2月下旬には入試業務も一段落し、秋学期の成績評価も一通り終えて、私立大学の教員は概ね春休みに入る。授業のないぶん、ぼくもずいぶんと時間的余裕はできたのだが、職務上毎週何らかの会議が入り、ほぼ授業期間と同じくらい出勤している状態である。ゼミ関係のイベントも幾つかあった。しかし、ブログの更新を阻んできた最大の理由は、依頼原稿の〆切である。2月末までに間に合わせねばならないものが4本あり、そのうちまだ1本しか脱稿できていない。その1本を書き終えるのに、尋常ではない時間を費やしてしまったのだ。まあ、あとはほとんどシンポで報告した内容なので、ストーリーはできている。2月中は無理としても、何とか来週中にはすべて仕上げたいものだ。それを終えるとすぐ、研究会等々での報告が2本控えているので…。いやまったく、休みなしである。

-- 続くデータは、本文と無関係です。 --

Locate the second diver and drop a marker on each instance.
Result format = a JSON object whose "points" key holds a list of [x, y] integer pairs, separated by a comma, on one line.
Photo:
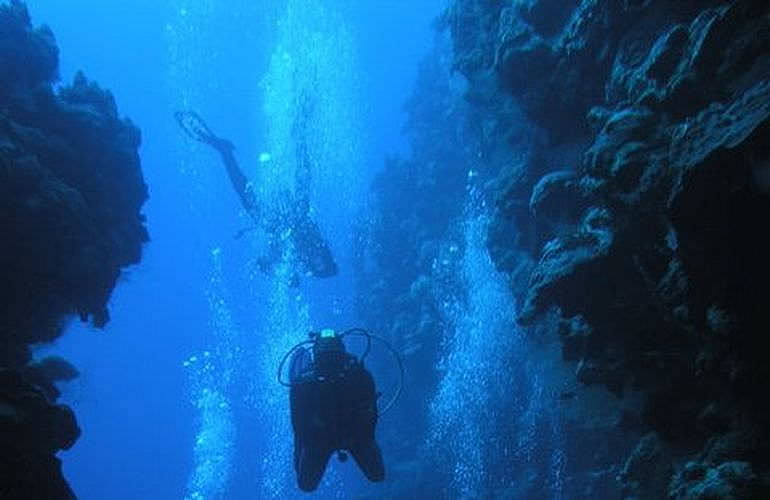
{"points": [[290, 221]]}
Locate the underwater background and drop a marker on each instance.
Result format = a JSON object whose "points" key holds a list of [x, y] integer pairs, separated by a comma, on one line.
{"points": [[552, 210]]}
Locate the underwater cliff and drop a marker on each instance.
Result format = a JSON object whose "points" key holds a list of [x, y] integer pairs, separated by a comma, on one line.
{"points": [[71, 192], [621, 152]]}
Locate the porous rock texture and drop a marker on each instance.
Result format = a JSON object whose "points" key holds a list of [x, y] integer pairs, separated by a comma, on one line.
{"points": [[71, 191], [642, 214]]}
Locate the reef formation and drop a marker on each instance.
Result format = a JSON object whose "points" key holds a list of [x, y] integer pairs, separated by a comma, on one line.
{"points": [[626, 144], [71, 192]]}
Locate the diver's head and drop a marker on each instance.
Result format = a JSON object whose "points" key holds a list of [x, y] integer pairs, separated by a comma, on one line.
{"points": [[329, 353]]}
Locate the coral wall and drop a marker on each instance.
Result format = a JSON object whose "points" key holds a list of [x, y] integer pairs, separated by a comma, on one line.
{"points": [[71, 191], [642, 213]]}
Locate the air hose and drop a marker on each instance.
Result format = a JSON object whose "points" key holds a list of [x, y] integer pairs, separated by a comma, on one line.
{"points": [[356, 332]]}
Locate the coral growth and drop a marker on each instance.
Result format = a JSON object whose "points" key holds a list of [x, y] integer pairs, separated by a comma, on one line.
{"points": [[71, 191]]}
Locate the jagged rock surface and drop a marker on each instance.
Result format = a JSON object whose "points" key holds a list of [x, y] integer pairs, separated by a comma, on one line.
{"points": [[650, 247], [71, 191]]}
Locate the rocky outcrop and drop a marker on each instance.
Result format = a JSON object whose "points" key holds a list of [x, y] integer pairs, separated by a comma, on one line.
{"points": [[649, 244], [71, 191]]}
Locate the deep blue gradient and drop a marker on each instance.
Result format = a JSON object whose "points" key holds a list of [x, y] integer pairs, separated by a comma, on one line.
{"points": [[134, 398]]}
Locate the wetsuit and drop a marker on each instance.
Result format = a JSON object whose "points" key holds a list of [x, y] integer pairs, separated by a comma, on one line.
{"points": [[334, 412], [312, 252]]}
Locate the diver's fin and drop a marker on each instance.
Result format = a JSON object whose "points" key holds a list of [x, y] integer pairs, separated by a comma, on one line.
{"points": [[194, 126], [243, 231]]}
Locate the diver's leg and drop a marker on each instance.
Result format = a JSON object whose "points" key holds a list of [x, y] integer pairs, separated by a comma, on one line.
{"points": [[368, 456], [311, 464]]}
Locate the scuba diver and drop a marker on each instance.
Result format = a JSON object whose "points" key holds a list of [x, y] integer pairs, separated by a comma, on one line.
{"points": [[288, 220], [333, 402]]}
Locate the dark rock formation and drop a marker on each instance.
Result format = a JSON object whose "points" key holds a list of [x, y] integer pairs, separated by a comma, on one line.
{"points": [[71, 191], [651, 247]]}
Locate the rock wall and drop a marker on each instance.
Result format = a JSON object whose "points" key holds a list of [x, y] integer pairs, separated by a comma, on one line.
{"points": [[71, 191], [641, 212]]}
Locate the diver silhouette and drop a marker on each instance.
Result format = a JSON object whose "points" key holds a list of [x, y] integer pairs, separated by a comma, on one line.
{"points": [[333, 403], [289, 220]]}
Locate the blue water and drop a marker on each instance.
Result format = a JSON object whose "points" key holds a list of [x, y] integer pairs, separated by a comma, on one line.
{"points": [[177, 397]]}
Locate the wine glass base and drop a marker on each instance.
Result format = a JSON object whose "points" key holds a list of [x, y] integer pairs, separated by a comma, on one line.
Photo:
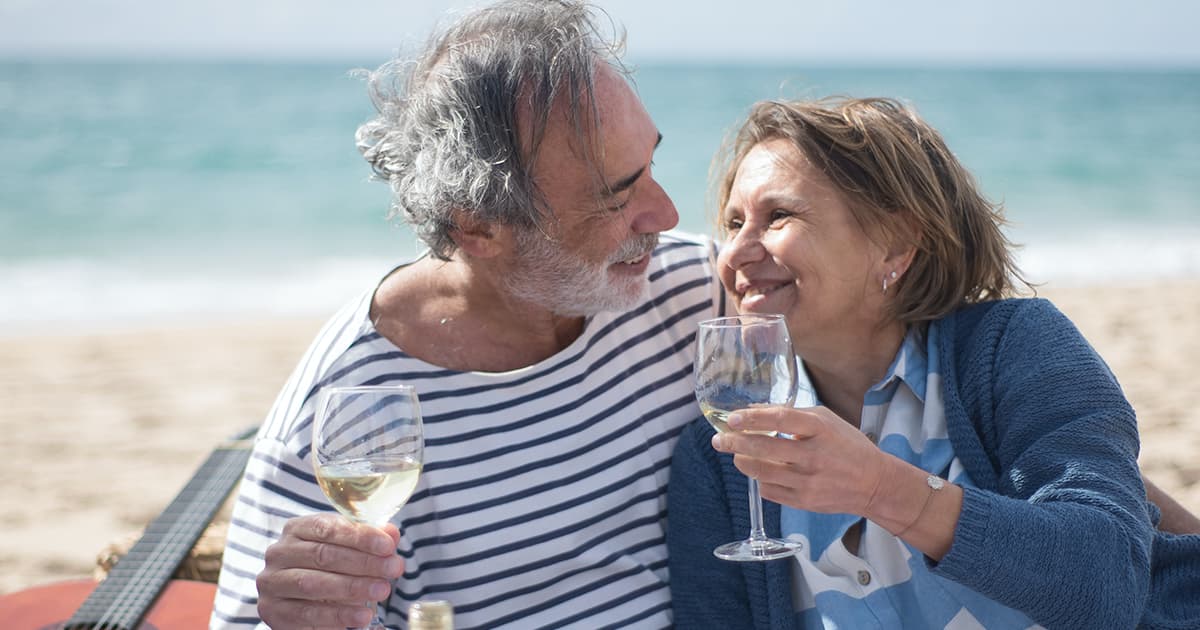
{"points": [[771, 549]]}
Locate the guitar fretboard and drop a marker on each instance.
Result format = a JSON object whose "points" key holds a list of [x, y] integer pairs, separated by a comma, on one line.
{"points": [[121, 600]]}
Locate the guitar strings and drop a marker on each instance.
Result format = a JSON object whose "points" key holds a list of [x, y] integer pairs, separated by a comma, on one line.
{"points": [[177, 535], [138, 595]]}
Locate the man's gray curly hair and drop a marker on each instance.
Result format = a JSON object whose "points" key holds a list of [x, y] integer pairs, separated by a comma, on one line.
{"points": [[447, 136]]}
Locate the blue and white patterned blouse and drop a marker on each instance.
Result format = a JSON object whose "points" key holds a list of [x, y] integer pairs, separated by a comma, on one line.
{"points": [[888, 585]]}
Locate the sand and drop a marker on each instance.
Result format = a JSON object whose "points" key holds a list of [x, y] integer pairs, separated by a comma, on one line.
{"points": [[102, 429]]}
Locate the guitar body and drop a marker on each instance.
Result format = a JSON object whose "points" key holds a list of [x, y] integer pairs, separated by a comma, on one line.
{"points": [[183, 605]]}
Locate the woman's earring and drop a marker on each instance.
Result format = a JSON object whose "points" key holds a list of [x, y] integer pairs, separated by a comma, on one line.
{"points": [[893, 276]]}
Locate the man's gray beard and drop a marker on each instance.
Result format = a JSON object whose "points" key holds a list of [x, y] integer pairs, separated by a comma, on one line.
{"points": [[565, 285]]}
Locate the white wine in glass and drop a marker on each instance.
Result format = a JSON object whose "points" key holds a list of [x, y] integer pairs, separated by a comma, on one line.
{"points": [[367, 451], [745, 361]]}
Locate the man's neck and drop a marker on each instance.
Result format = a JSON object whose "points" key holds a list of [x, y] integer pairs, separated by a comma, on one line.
{"points": [[460, 317]]}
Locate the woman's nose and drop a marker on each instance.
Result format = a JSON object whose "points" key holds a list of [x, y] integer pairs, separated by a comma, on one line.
{"points": [[743, 247]]}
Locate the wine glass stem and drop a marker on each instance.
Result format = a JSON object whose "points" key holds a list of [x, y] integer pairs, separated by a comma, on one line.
{"points": [[756, 531]]}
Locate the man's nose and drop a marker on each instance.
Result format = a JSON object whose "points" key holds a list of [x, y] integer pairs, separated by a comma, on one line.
{"points": [[655, 213]]}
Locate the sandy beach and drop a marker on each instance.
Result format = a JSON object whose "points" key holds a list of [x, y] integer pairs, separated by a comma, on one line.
{"points": [[103, 429]]}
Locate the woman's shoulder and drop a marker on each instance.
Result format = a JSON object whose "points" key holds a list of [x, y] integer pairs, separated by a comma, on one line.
{"points": [[1012, 321]]}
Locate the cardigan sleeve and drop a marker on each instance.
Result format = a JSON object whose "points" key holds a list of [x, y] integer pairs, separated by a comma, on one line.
{"points": [[1061, 532], [706, 592]]}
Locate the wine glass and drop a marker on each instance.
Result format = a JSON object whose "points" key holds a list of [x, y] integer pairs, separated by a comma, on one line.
{"points": [[745, 361], [367, 451]]}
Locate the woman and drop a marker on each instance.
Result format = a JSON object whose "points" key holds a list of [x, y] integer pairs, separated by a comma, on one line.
{"points": [[969, 461]]}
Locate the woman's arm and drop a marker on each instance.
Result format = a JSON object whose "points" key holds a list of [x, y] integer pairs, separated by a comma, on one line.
{"points": [[706, 592], [1062, 531], [1175, 517]]}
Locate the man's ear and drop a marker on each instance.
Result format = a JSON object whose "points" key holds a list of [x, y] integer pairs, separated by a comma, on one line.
{"points": [[475, 238]]}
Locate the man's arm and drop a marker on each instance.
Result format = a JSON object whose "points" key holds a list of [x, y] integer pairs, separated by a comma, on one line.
{"points": [[1176, 519]]}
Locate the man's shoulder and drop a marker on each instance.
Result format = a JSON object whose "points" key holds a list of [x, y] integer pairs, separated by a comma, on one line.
{"points": [[681, 251]]}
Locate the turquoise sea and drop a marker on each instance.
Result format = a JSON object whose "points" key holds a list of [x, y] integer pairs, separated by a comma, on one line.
{"points": [[133, 192]]}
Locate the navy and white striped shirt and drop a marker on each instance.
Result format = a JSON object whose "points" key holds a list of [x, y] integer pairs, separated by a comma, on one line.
{"points": [[543, 499]]}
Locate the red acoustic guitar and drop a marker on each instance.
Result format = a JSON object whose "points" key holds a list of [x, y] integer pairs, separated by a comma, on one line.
{"points": [[138, 593]]}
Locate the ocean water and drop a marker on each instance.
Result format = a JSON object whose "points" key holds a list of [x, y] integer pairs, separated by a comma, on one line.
{"points": [[135, 192]]}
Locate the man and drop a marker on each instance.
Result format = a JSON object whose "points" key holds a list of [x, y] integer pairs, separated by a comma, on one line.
{"points": [[549, 334]]}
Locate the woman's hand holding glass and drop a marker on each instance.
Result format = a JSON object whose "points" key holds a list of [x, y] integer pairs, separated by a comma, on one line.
{"points": [[745, 361], [829, 466]]}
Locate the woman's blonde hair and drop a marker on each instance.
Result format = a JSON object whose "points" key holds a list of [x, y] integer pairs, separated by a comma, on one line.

というわけで、ブログを本気で更新できるのはもう少し先になりそうだが、せっかくなので「次回予告」?をしておこう。
まず「次回」は、17日(金)に決行した、恒例の古代史ゼミ・フィールドワーク。今回は、かつて江戸市中に多摩川の水を供給していた玉川上水の跡を、新宿三丁目の四ツ谷大木戸跡から井の頭池まで遡上した。途中、紀尾井付近から火事で移転した寺社もあり、江戸の外にいるのに江戸のなかを歩いているという不思議な感覚。変わった獅子や道祖神にも出逢い、歴史の教材には事欠かない状態。辿り着いた井の頭池は不忍池のミニチュアとあって、川の創り出す輪廻の世界にくらくらした。ゼミ生たちの調べてきてくれた歴史情報にも多くを学び、舟の行き交う往時の姿を思い浮かべたり、「人喰い川」と呼ばれる流れの速さが生む数々の事故や事件を想い出したり…、いやもう妄想?が爆発しどおしであった。やはり、歴史は歩いて回らねば…ということで、詳細は次回。

そして「次々回」は、24日(金)のRECF(Rikkyo Environmental Criticism Forum)参加。いろいろ刺激的な場へ連れていっていただいている野田研一さん、山本洋平さんからお誘いを受け、上智の院生・学生たちと参加。今回は山田悠介さん、中村邦生さんのご報告。山田さんの「変身」をめぐるお話には、英文学でも自分と同じようなことを研究している若手がいる、と頼もしい思いがした。作家でもある中村さんの自由闊達なお話からは、またもや妄想が広がり、いろいろな場面でのシンクロニシティが生じて意気投合。やはり、野田さんの用意してくださる出逢いは刺激的だ。物語から転げ落ちてしまったある「登場人物」が、自分のいるべき「物語」を探して漂泊するという奇想天外な新作『転落譚』も頂戴した。詳細は次々回ということで、乞うご期待。

さて、とにかく原稿を一生懸命書いて、来年度のシラバス書いて、学生センターの書類作成して、ゼミ生のレポートを添削して返却せねば。まったく、生産効率が悪いったらありゃしない。